Cette position va à l’encontre de l’historiographie classique, qui établit clairement les Phéniciens comme un peuple avec une langue, une culture, et des structures politiques propres. Leur réseau commercial s’étendait de la Méditerranée à l’Atlantique, et leurs relations avec les Hébreux étaient celles de partenaires commerciaux et diplomatiques, et non de subordonnés.
Témoignages culturels et archéologiques biaisés
Freund met en avant des sites comme la synagogue de Sidon ou le tombeau de Sophonie à Jabal Safi pour justifier une continuité historique juive dans la région. Si ces sites témoignent d’une présence juive ancienne, ils ne prouvent pas pour autant une souveraineté continue ou exclusive sur ces terres.
De plus, l’auteur omet délibérément d’évoquer les monuments phéniciens, comme le port antique de Tyr, qui sont des preuves tangibles de la civilisation indépendante de cette région, d’autant plus que Tyr est à l’origine de l’empire Carthaginois qui était le principal adversaire même de Rome. Un tel oubli interroge donc sur cette finalité. Ces omissions reflètent une volonté de réécrire l’histoire au profit d’une vision nationaliste expansionniste israélienne.
La frontière coloniale : un prétexte pour réviser l’histoire
Freund critique également la frontière actuelle entre Israël et le Liban, qu’il considère comme une division artificielle imposée par l’accord Sykes-Picot de 1916. Bien que cette critique soit valide dans le contexte des impacts du colonialisme, Freund l’utilise pour justifier un retour à une supposée « continuité biblique ».

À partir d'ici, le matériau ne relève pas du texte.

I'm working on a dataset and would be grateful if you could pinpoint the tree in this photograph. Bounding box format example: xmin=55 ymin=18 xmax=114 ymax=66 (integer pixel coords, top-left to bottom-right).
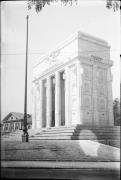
xmin=113 ymin=98 xmax=121 ymax=126
xmin=28 ymin=0 xmax=121 ymax=13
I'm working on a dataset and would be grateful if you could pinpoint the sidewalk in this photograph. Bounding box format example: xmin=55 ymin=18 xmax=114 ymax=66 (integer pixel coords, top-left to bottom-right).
xmin=1 ymin=140 xmax=120 ymax=162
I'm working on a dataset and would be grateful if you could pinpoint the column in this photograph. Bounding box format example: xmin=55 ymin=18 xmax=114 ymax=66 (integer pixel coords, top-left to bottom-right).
xmin=76 ymin=60 xmax=83 ymax=124
xmin=107 ymin=67 xmax=114 ymax=126
xmin=39 ymin=80 xmax=43 ymax=128
xmin=55 ymin=72 xmax=61 ymax=126
xmin=31 ymin=84 xmax=36 ymax=129
xmin=92 ymin=64 xmax=99 ymax=125
xmin=46 ymin=77 xmax=52 ymax=127
xmin=65 ymin=67 xmax=71 ymax=126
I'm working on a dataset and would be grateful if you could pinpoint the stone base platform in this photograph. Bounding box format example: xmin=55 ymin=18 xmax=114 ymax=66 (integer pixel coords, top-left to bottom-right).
xmin=29 ymin=125 xmax=120 ymax=148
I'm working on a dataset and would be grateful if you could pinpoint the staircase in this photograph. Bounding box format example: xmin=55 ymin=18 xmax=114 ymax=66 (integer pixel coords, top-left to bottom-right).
xmin=29 ymin=125 xmax=120 ymax=147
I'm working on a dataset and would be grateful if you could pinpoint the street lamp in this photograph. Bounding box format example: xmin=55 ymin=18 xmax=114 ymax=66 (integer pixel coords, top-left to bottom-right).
xmin=22 ymin=15 xmax=29 ymax=142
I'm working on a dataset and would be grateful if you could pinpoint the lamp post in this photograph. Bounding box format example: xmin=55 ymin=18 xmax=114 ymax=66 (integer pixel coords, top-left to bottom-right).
xmin=22 ymin=15 xmax=29 ymax=142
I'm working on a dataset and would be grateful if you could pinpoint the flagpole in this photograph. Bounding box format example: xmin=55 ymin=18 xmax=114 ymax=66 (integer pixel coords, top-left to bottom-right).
xmin=22 ymin=15 xmax=29 ymax=142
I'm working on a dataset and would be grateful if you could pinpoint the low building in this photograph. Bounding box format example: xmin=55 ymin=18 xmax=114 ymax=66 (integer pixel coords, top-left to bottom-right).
xmin=2 ymin=112 xmax=32 ymax=132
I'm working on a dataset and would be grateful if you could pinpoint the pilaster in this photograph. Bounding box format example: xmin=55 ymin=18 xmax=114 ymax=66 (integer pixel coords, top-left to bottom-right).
xmin=55 ymin=71 xmax=61 ymax=126
xmin=46 ymin=77 xmax=52 ymax=127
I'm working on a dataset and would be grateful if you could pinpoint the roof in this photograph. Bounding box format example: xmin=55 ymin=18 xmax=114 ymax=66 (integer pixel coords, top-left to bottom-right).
xmin=2 ymin=112 xmax=32 ymax=123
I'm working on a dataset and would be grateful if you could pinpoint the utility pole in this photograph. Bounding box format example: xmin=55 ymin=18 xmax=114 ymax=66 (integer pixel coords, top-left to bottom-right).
xmin=22 ymin=15 xmax=29 ymax=142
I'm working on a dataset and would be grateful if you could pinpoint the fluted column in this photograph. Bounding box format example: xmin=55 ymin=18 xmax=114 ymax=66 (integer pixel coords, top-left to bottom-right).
xmin=39 ymin=80 xmax=43 ymax=128
xmin=92 ymin=64 xmax=99 ymax=125
xmin=31 ymin=84 xmax=36 ymax=129
xmin=55 ymin=72 xmax=61 ymax=126
xmin=107 ymin=68 xmax=114 ymax=126
xmin=65 ymin=67 xmax=71 ymax=126
xmin=46 ymin=77 xmax=52 ymax=127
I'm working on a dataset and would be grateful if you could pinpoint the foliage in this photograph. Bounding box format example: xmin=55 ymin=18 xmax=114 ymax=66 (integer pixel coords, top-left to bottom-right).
xmin=113 ymin=98 xmax=121 ymax=126
xmin=28 ymin=0 xmax=77 ymax=13
xmin=28 ymin=0 xmax=121 ymax=13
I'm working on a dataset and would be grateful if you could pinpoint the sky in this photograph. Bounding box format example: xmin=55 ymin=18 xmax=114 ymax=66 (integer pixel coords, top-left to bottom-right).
xmin=1 ymin=0 xmax=120 ymax=119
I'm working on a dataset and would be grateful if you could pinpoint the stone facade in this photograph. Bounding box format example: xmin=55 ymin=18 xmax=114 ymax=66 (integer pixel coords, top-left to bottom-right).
xmin=32 ymin=32 xmax=114 ymax=128
xmin=1 ymin=112 xmax=32 ymax=132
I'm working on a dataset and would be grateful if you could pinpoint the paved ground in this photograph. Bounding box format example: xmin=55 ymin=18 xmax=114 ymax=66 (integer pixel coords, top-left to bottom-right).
xmin=1 ymin=140 xmax=120 ymax=162
xmin=1 ymin=135 xmax=120 ymax=180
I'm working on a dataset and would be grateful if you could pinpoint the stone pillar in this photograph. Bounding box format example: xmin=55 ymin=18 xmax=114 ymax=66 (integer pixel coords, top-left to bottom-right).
xmin=107 ymin=68 xmax=114 ymax=126
xmin=92 ymin=64 xmax=99 ymax=125
xmin=65 ymin=67 xmax=71 ymax=126
xmin=39 ymin=80 xmax=43 ymax=128
xmin=46 ymin=77 xmax=52 ymax=127
xmin=31 ymin=83 xmax=36 ymax=129
xmin=55 ymin=72 xmax=61 ymax=126
xmin=76 ymin=60 xmax=83 ymax=124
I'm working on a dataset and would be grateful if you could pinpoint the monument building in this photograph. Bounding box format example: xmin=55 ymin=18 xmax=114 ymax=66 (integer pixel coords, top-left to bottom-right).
xmin=32 ymin=31 xmax=114 ymax=129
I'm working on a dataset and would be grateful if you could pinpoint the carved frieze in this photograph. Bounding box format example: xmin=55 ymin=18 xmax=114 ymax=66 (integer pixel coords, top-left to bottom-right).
xmin=44 ymin=50 xmax=60 ymax=65
xmin=83 ymin=65 xmax=92 ymax=80
xmin=82 ymin=95 xmax=91 ymax=109
xmin=82 ymin=80 xmax=91 ymax=94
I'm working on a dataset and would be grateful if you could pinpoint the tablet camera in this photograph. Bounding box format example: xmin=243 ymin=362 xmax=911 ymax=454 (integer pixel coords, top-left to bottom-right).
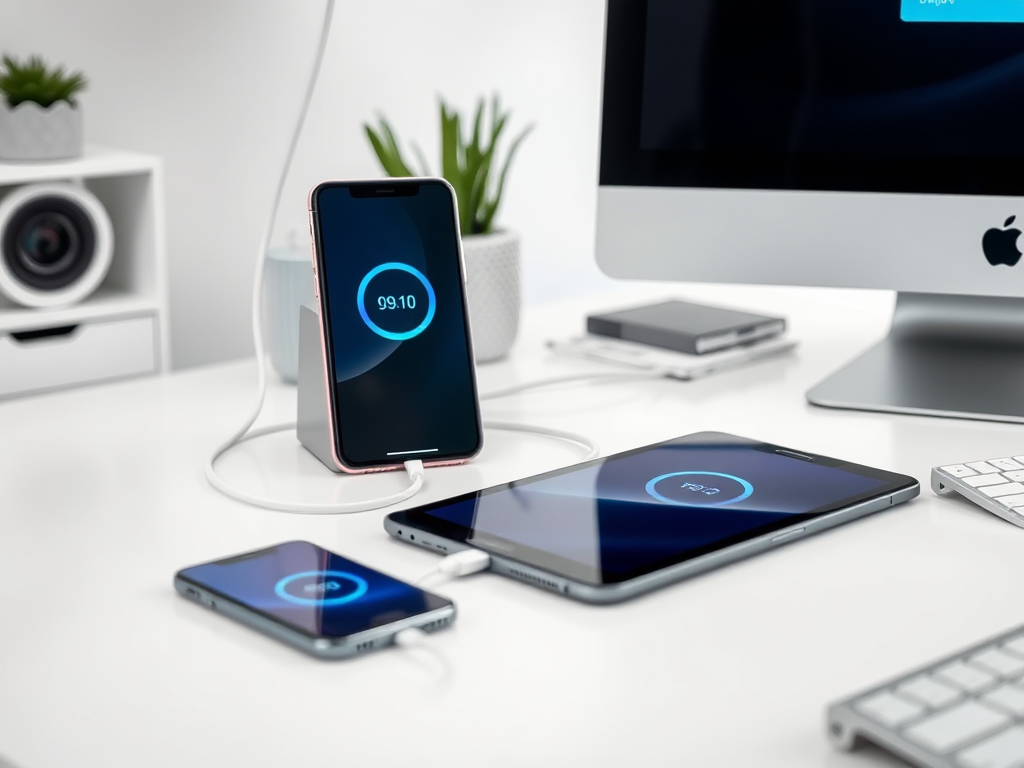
xmin=646 ymin=471 xmax=754 ymax=507
xmin=273 ymin=570 xmax=369 ymax=606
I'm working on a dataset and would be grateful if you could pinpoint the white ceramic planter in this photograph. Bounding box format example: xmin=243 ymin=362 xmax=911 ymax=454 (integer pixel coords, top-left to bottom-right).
xmin=263 ymin=247 xmax=316 ymax=384
xmin=462 ymin=229 xmax=522 ymax=362
xmin=0 ymin=99 xmax=82 ymax=161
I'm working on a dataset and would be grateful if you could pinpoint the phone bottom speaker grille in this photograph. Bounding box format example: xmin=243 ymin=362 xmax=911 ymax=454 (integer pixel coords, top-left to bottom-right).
xmin=505 ymin=568 xmax=565 ymax=592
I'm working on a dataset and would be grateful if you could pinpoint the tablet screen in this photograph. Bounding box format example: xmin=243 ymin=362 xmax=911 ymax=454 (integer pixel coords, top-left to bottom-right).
xmin=393 ymin=432 xmax=912 ymax=584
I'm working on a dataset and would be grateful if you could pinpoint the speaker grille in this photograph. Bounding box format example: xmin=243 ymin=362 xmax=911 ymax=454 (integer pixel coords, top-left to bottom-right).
xmin=507 ymin=568 xmax=562 ymax=592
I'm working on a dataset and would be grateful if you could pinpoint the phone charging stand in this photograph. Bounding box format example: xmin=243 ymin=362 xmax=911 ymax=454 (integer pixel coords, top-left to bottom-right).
xmin=295 ymin=304 xmax=341 ymax=472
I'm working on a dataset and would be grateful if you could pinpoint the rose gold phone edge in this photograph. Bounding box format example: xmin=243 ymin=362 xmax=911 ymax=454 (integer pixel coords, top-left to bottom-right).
xmin=306 ymin=176 xmax=483 ymax=475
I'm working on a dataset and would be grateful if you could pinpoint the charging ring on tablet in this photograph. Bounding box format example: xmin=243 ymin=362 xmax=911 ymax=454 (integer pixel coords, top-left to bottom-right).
xmin=355 ymin=261 xmax=437 ymax=341
xmin=273 ymin=570 xmax=370 ymax=606
xmin=645 ymin=471 xmax=754 ymax=507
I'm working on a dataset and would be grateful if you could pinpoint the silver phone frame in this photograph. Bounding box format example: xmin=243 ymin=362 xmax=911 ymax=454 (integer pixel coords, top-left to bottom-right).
xmin=384 ymin=487 xmax=921 ymax=605
xmin=174 ymin=566 xmax=456 ymax=659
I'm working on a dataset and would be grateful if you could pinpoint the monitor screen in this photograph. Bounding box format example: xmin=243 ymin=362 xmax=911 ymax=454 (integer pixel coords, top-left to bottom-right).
xmin=601 ymin=0 xmax=1024 ymax=195
xmin=596 ymin=0 xmax=1024 ymax=422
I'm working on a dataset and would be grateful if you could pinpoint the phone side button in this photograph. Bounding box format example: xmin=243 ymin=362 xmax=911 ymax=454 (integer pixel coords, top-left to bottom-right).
xmin=771 ymin=528 xmax=804 ymax=544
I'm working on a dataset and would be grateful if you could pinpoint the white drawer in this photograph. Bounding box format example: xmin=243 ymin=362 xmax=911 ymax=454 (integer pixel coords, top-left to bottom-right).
xmin=0 ymin=316 xmax=158 ymax=397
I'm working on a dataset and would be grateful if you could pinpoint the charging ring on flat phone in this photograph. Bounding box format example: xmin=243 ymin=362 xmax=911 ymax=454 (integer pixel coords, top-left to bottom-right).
xmin=273 ymin=570 xmax=370 ymax=605
xmin=645 ymin=472 xmax=754 ymax=507
xmin=355 ymin=261 xmax=437 ymax=341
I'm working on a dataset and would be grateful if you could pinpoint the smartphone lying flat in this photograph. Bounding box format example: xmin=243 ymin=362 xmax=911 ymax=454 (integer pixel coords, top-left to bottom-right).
xmin=384 ymin=432 xmax=921 ymax=603
xmin=174 ymin=542 xmax=455 ymax=658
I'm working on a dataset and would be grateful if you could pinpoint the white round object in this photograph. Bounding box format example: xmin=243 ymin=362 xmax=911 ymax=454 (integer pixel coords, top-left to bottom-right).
xmin=0 ymin=183 xmax=114 ymax=307
xmin=462 ymin=229 xmax=522 ymax=362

Cependant, il ne tient pas compte des dynamiques historiques complexes avant l’intervention européenne, où les populations locales, y compris les Phéniciens, interagissaient en tant qu’acteurs indépendants, et non comme des extensions d’Israël ou d’autres entités.
Entre histoire et manipulation politique
Freund instrumentalise l’histoire pour promouvoir une vision expansionniste et messianique du sionisme. En effaçant des identités distinctes, comme celle des Phéniciens, et en utilisant des récits bibliques pour légitimer des revendications territoriales, il alimente un discours qui pourrait avoir des conséquences déstabilisantes sur le plan géopolitique.
Cette approche pose une question centrale : dans quelle mesure peut-on utiliser des récits historiques, souvent interprétatifs, pour justifier des politiques modernes ? Dans un Moyen-Orient déjà marqué par des tensions ethniques et religieuses, un tel discours risque d’aggraver les divisions et de compromettre les efforts de paix.